Lucia begitu syok. Ia pingsan seketika. Rose yang sedang memasak di dapur langsung lari. Ia berteriak meminta pertolongan. Tangan Rose bergetar. Lucia sudah dianggapnya anak sendiri. Perasaannya berkecamuk. Pikiran-pikiran gila bergilian memacu otaknya. Bagaimana kalau Lucia tiada?
Rose mengangkat tubuh mungilnya ke kasur. Segera memanggil ambulance. Keringat dingin membasahi tubuhnya. Seragam elok yang selalu dibanggakannya itu berubah lusuh. Rose mencoba menghubungi tuannya. Tersambung, tetapi tidak diangkat. Kemungkinan, ia sedang memperesentasikan proyek barunya di depan petinggi perusahaan.
Ambulance akan sampai lima belas menit lagi. Rose berusaha membangunkan Lucia dengan menepuk pipinya. Wajah gadis itu meringis kesakitan. Sesekali, bulir air menetes dari ujung matanya. Rose melihat keluar apartemen. Kosong. Penghuni apartemen enggan keluar ikut campur. Apalagi hanya sebatas menengok bangkai anjing. Rose menatap Moli sejenak. Mengambil tubuhnya yang kaku dan segera memakamkannya di taman belakang. Ia tak lupa menaruh mainan kesukaannya di atas pusaran.”Istirahatlah, terkadang manusia lebih egois dari binatang. Aku harap di kehidupanmu selanjutnya, kau tidak dilahirkan sebagai manusia,” ucapnnya.

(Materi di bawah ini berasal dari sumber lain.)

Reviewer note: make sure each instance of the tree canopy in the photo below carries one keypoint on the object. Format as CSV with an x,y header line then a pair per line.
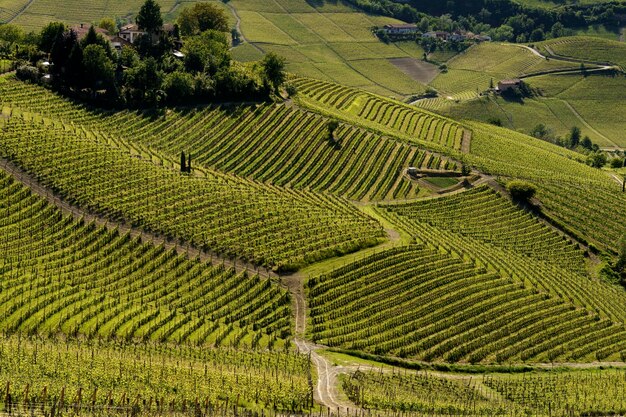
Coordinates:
x,y
201,17
149,17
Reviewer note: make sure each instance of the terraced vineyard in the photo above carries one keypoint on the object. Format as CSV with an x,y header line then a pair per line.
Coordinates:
x,y
586,48
586,201
104,378
465,295
63,276
484,215
380,114
576,393
472,71
283,229
41,12
423,393
295,148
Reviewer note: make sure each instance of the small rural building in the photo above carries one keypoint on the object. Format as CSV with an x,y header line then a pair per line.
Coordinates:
x,y
400,30
437,35
82,30
130,32
457,37
506,85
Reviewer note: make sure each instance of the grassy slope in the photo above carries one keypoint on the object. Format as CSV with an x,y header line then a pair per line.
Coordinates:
x,y
331,42
471,71
595,99
40,12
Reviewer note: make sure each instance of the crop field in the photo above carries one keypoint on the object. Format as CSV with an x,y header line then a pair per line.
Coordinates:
x,y
586,201
586,48
106,377
40,12
560,393
449,297
380,113
99,283
331,41
299,256
472,70
310,226
359,165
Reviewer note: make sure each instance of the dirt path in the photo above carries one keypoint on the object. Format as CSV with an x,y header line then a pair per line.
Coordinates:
x,y
466,141
242,38
23,9
326,386
146,237
534,51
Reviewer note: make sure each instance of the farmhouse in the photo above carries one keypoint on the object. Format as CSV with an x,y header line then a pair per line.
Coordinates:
x,y
130,32
82,30
400,30
506,85
437,35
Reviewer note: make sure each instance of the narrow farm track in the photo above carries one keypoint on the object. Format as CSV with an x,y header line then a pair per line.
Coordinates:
x,y
79,213
587,125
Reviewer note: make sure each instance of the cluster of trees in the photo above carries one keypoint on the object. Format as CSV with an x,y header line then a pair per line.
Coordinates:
x,y
148,73
503,20
576,142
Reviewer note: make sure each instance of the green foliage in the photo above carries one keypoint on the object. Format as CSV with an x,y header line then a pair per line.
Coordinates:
x,y
272,227
521,190
597,159
185,380
201,17
179,86
101,283
274,70
99,69
49,35
109,25
149,17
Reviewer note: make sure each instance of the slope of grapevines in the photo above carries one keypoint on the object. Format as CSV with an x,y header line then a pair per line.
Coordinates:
x,y
280,228
380,114
57,376
271,143
59,275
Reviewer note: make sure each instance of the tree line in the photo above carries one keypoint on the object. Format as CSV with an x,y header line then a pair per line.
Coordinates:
x,y
503,20
185,63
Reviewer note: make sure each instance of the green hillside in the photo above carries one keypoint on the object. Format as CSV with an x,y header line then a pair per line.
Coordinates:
x,y
326,229
255,232
330,41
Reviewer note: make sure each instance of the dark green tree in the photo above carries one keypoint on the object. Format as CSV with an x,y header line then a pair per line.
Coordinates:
x,y
183,162
521,191
99,69
49,35
149,17
274,70
574,137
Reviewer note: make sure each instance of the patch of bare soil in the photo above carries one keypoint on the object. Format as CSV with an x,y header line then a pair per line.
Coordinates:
x,y
417,69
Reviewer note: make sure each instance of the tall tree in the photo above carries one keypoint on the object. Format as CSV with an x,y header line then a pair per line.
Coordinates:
x,y
201,17
149,17
183,167
99,69
49,34
274,70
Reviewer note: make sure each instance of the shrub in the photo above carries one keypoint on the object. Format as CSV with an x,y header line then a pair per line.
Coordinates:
x,y
521,190
27,73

Sirine ambulan menyibak keheningan. Rose mengangkat tubuh Lucia perlahan. Menaruhnya ke atas tandu. Dan bergegas ke rumah sakit. Setelah kejadian itu, Lucia mengalami mimpi buruk. Setiap malam, Lucia berteriak tidak karuan. Orang tuanya memutuskan pindah untuk memulihkan mentalnya. Mereka percaya, jika Lucia berpindah tempat, ia bisa melupakan Moli. Itulah terakhir kalinya Retta melihat gadis kecil itu di lorong apartemenya. Begitu juga dengan Rose. Mungkin, ia kembali ke tempat asalnya di Inggris bersama kedua anak lelakinya. Atau bisa juga mengikuti keluarga Lucia kembali.